Esiste il problema dell’accesso ai finanziamenti da parte delle  piccole imprese e di quelle artigiane cui deve andare un aiuto effettivo con sgravi fiscali in grado di compensare gli aumenti indiscriminati degli affitti, dei costi di macchinari ed utenze.

E’ necessario favorire la biodiversità” d’impresa che deve riguardare anche le banche e salvaguardare la specificità del credito cooperativo ed il riconoscimento delle banche etiche e non “massimizzatrici” di profitto.

Noi non crediamo né nelle politiche degli “ 80 euro”, né nel reddito di cittadinanza, mentre vogliamo un “ lavoro di cittadinanza”, definibile altrimenti come una “ cittadinanza fondata sul lavoro”. Orientabile, in particolare, verso l’ambiente,la cura delle persone, il recupero e la valorizzazione del patrimonio esistente, la manutenzione dei beni mobili e immobili pubblici e privati, la ricerca scientifica pura e applicata, lo sviluppo della cultura e della creatività a tutti i livelli.

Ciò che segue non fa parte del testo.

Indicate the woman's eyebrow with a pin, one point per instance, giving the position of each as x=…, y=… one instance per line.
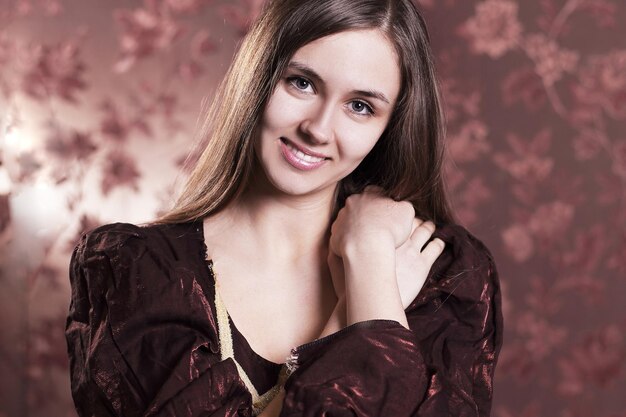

Un nuovo modello di gestione. Più competenza, più formazione

In tale quadro, attribuiamo altresì notevole importanza in termini di incrementi produttivi e di coesione sociale, alla diffusione di un modello di gestione aziendale analogo a quello praticato diffusamente, e con evidente successo, in Germania e in altre democrazie nordiche. La collaborazione di capitale e lavoro alla direzione aziendale, infatti, auspicato dall’art. 46 della Costituzione, favorisce  una presa di coscienza effettiva circa le scelte di conduzione che possono determinare il futuro dell’azienda e delle classi lavoratrici, entità oggi molto più articolate e complesse che nel passato.

In questa prospettiva occorre favorire, anche attraverso protocolli aziendali e accordi sindacali, una nuova visione delle relazioni industriali non basate sul conflitto, bensì sulla cooperazione responsabile. In questo quadro, lo Stato potrebbe svolgere il ruolo di promotore e, ove possibile, di facilitatore grazie all’introduzione di adeguati strumenti legislativi di sostegno e di premi fiscali.

E’ assolutamente importante collegare l’impegno per il lavoro a quello della competenza e della formazione.

La produttività dell’Impresa è fortemente collegata al grado di formazione e istruzione dei suoi addetti. La competitività tecnologica e dei costi dei prodotti, i risultati della ricerca e sviluppo e delle attività di marketing sono fortemente legati al grado di formazione  degli addetti a questi settori, mentre anche l’internazionalizzazione dell’impresa richiede la necessità, ma anche la capacità,  di allargare la propria quota di mercato in un vasto scenario di paesi emergenti.

Non è un caso che dalle Settimane sociali organizzate dalla Cei, in particolare la 48esima di Cagliari, vengano preziosi suggerimenti per il sostegno di un adeguato processo scolastico e formativo e, quindi, per il rafforzamento di programmi di preparazione tecnica e professionale.

Dobbiamo pensare a “ un grande investimento nella formazione professionale” oggi destinata a riguardare e seguire l’evoluzione tecnologica e digitale.

La partecipazione dei lavoratori alla gestione dell’impresa, sopra richiamata, potrebbe, così, rivelarsi un importante vantaggio anche per la formazione e la chiusura del triangolo virtuoso lavoro, formazione, produzione.